Allí adentro dicen que la vida es más feliz. Debe ser cierto o al menos es cierto que debe ser más feliz que aquí, en la tierra. Ay, Ramírez, de verdad siento que no puedas entender tanta belleza. A pesar de que los dos somos unos parias, yo encuentro consuelo en cosas que a ti te parecen estúpidas. Espero que gastes bien tu dinero.

Ramírez dispara.

Como si el mundo se detuviese, me veo a mí mismo caer sobre el suelo de piedras adoquinadas. Mi cabeza da dos botes antes de quedarse quieta. Un hilo de sangre baja desde mi abdomen, delineando unas pequeñas líneas que atraviesan mis muslos y mis rodillas.
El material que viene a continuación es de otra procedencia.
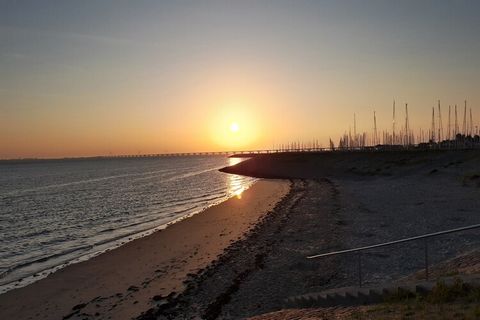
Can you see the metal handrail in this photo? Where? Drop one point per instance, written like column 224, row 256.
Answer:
column 389, row 243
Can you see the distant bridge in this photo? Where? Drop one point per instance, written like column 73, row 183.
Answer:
column 240, row 153
column 251, row 153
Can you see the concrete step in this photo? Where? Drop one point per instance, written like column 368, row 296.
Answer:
column 350, row 296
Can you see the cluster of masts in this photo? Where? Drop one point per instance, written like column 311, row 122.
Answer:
column 403, row 135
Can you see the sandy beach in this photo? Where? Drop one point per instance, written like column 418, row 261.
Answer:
column 243, row 257
column 337, row 201
column 124, row 282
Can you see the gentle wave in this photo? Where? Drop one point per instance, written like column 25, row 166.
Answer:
column 50, row 221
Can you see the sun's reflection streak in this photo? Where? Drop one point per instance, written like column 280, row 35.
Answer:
column 235, row 182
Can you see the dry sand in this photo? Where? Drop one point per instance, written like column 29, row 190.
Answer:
column 122, row 283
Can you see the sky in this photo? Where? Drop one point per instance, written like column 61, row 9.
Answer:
column 84, row 78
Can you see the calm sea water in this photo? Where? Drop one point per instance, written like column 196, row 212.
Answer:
column 53, row 213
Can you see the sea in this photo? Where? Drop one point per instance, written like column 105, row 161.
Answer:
column 57, row 212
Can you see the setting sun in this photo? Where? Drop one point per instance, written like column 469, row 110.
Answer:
column 234, row 127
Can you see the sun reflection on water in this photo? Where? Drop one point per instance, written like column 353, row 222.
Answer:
column 235, row 182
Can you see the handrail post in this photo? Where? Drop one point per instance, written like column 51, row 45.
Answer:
column 360, row 269
column 426, row 258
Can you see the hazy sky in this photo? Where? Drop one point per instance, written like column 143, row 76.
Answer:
column 112, row 77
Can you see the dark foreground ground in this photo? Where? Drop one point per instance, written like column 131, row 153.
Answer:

Él se agacha y toma el dinero de mi bolsillo. Quedo de cara al océano. Sus pasos se alejan hasta que solo oigo el aire golpeando los ramales de floripondios que me gustaba arrancar cuando era niño. Apenas puedo respirar, pero me las arregló para levantar un poco el pecho y apoyarme sobre el codo.

El cielo cae poco a poco, mi sangre hierve como una tetera, me estoy muriendo de verdad.

Las olas han dejado de rugir, ahora escucho la voz de mi viejita antes del accidente, me parece ver a un niño llorando frente a un ataúd, a una mujer de satén negro que no sonríe nunca, a un hombre de mirada dura que se aleja sin despedirse.

Las luces que trazan el camino hacia el Morro Solar se van apagando una por una. El día nace en el Callao y se arrastra por Magdalena hasta Chorrillos y la Herradura. Miraflores es un punto medio, casi se han apagado todas. Cierro los ojos, sigo pensando en el taxi y en Ramírez. Antes de perder el conocimiento pienso ridículamente que por alguna extraña razón hoy va ser un buen día.